税と対峙する – 41

平成17年12月05日号(第2308号)

消費税増税は事業者を直撃する
預かっていない消費税を負担させられる恐怖

  消費税の増税論議が、具体化してきている。結局、財政再建という名目に対しては行政改革より税収確保の方が簡単なのであろうか。一部の役人の利害が、大多数の国民の声を殺すのであるから、大変なものである。

 ところで通常の場合、税の論理は少数意見を押さえつける方向で進む。消費税増税で実際にターゲットにされる負担者は、実は消費者でなく消費税を預かる事業者である。消費税は納税者である消費者が、物を買ったりサービスの提供を受けた場合、その相手方である事業者に預けることになっている。事業者はこの預った消費税を自己の決算期に、自らが支払った消費税との差額を計算して国に納めるのである。

 さて、現在消費税は税込が義務化されている。したがって、消費者は見えない消費税がいくらかということより、商品全体でいくらかということに関心を持つのは当然である。とすれば、消費税率が切上げになった場合、消費税がいくら増えたかより結局そのものの値段がどれだけ上ったかが身銭を切る立場の最重要事項なのである。当然、事業者は競合相手との挟間で、商品の総額を押さえなければならず「消費税分だけあがってます」などという理屈は現場では通らない話しなのである。

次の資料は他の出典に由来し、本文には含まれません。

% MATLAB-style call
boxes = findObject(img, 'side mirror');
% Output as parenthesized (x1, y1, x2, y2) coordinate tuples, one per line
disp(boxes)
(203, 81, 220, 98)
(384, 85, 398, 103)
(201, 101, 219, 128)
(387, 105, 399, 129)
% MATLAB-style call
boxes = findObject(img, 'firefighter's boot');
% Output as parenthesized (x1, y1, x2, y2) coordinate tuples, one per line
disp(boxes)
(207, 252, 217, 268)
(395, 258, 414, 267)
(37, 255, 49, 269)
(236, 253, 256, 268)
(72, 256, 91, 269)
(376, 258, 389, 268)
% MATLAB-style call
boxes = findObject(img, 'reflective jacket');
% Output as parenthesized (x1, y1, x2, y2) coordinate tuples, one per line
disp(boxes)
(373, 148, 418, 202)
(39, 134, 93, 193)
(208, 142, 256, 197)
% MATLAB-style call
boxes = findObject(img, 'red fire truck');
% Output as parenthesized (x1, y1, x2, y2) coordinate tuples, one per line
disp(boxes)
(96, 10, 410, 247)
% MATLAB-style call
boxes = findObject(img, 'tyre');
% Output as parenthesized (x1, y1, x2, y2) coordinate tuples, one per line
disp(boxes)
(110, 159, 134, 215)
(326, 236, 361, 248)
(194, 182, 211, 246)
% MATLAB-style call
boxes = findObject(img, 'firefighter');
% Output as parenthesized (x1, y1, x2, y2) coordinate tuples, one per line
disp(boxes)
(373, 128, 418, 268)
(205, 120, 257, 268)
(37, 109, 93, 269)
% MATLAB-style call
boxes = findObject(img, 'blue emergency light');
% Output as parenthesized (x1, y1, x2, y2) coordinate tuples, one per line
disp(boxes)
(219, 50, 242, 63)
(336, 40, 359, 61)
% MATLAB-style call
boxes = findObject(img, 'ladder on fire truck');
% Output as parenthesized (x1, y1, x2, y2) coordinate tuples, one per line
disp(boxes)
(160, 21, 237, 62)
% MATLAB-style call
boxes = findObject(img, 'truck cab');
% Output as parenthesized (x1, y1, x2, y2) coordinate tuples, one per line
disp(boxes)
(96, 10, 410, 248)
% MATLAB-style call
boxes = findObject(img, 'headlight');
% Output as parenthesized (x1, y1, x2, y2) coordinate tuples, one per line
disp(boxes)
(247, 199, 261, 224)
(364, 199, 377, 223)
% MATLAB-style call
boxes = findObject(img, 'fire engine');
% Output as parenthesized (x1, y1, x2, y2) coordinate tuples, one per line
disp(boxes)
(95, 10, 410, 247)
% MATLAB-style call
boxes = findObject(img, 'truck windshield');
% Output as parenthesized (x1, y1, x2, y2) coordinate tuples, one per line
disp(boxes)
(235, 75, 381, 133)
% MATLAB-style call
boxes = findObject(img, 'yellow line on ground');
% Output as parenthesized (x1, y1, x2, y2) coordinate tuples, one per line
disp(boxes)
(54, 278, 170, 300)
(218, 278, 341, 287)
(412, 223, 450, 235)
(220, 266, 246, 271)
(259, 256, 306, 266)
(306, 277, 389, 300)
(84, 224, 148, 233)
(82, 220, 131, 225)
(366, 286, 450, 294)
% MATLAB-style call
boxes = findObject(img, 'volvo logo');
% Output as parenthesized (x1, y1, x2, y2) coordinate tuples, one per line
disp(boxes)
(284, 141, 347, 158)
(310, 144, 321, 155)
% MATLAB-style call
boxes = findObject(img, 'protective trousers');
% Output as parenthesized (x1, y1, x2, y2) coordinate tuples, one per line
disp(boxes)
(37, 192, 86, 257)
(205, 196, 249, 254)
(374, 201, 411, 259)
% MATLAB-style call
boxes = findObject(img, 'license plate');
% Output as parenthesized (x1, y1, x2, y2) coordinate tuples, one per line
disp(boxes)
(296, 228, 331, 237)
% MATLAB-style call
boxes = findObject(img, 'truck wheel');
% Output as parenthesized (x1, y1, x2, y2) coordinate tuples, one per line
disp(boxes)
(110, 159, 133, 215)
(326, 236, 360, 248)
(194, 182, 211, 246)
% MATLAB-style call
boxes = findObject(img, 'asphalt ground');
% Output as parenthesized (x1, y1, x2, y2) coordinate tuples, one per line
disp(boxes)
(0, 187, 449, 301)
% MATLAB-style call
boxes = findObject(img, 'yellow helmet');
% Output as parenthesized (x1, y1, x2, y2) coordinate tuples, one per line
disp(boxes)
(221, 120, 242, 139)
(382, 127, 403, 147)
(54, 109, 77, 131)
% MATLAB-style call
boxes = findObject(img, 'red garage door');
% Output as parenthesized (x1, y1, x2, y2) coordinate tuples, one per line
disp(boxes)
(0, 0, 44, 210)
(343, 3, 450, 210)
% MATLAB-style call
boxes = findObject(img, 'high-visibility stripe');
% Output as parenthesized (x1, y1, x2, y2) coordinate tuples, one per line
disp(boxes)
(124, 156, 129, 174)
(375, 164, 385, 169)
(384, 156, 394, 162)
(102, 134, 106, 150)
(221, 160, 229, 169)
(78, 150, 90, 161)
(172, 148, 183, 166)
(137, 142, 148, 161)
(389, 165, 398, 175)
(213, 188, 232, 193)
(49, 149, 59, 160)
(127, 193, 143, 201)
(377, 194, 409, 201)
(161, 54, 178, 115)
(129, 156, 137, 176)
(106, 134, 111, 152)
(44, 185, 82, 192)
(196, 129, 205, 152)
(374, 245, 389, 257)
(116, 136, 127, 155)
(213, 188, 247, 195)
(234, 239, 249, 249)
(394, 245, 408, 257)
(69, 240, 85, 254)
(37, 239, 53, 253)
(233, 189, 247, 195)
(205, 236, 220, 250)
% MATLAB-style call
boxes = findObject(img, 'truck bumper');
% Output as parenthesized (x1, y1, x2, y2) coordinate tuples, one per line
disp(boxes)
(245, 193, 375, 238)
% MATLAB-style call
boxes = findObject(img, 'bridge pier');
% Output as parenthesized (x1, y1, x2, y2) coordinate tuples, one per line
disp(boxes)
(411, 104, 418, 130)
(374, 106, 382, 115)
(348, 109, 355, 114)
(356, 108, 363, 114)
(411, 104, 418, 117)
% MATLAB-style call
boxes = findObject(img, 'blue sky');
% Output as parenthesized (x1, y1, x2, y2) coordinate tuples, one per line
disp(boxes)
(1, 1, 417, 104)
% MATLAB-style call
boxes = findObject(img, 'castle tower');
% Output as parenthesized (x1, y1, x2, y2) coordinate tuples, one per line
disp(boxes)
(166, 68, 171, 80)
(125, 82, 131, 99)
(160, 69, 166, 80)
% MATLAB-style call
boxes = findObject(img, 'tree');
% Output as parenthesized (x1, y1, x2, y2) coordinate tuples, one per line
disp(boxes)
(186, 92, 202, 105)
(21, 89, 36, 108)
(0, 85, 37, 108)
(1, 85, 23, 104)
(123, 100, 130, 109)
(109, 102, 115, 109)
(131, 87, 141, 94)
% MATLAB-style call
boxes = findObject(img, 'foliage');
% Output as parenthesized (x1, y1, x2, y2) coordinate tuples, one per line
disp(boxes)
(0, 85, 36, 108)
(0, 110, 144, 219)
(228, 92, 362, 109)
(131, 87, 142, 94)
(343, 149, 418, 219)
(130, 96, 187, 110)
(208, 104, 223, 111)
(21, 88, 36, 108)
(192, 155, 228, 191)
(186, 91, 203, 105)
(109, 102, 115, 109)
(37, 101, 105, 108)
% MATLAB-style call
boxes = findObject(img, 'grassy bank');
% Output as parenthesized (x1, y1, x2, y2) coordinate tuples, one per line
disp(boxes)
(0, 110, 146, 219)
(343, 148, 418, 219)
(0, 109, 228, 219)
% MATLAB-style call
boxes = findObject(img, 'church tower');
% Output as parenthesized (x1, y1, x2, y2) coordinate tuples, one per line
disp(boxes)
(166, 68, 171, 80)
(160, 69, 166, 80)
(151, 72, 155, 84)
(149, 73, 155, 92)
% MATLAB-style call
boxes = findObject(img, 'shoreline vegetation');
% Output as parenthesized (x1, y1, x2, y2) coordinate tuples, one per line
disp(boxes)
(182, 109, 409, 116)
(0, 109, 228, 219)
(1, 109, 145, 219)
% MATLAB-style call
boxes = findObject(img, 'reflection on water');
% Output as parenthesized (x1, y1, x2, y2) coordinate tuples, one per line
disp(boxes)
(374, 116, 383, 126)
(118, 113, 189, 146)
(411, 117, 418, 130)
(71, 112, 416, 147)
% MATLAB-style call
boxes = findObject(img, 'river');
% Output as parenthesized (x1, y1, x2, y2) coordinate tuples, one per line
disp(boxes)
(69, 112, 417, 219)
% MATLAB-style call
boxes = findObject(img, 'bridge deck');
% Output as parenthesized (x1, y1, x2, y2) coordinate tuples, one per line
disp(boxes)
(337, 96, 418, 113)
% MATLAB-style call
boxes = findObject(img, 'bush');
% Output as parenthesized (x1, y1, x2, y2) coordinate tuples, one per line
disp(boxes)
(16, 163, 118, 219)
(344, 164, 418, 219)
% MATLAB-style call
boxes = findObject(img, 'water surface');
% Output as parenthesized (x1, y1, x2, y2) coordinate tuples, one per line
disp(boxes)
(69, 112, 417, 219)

 話は変わるが、芸能人の出演料などは、昔から所得税の源泉徴収が10%されることとなっている。たとえば、ギャラが10万円なら、本人への実際の支払額は10%である1万円を差し引いて9万円となる。しかし、それをきらって「手取り10万円」というやり方が多くみられ、その為、書面上の支払い額は111,111円となり、その10%の11,111円を差し引いた10万円を渡すことになるわけである。しかし、支払い者は当然その11,111円を国に納めるわけだから、結局負担額は111,111円となってしまう。自動的に負担額が11,111円増えるのである。これなども本来の形を無視して、当事者の感覚が優先される現場の実務であり「ババ」をひくのは事業者なのである。 消費税において、少数弱者である事業者はまさにその役回りをさせられることとなる。事業者が消費税を納めるにあたって、消費税をいくら預かったのかは問題にならない。あくまで事業者の収入(消費税を預かる取引)がいくらあるかが問われる。そしてその収入のうち―現在は5%が消費税になるということに過ぎず、仮に税率が8%になれば、8%が消費税であるという計算が無機的にされるだけである。したがって、税率切上後も価格を据え置きにした場合、増税となった3%部分は消費者ではなくすべて事業者の負担になってしまうということなのである。預かっていなくても、預かったとされるこの消費税の仕組が、必ず税率切上げにおいて事業者の側に降りかかることを忘れずに、税率切上げ阻止を訴える必要があるのだ。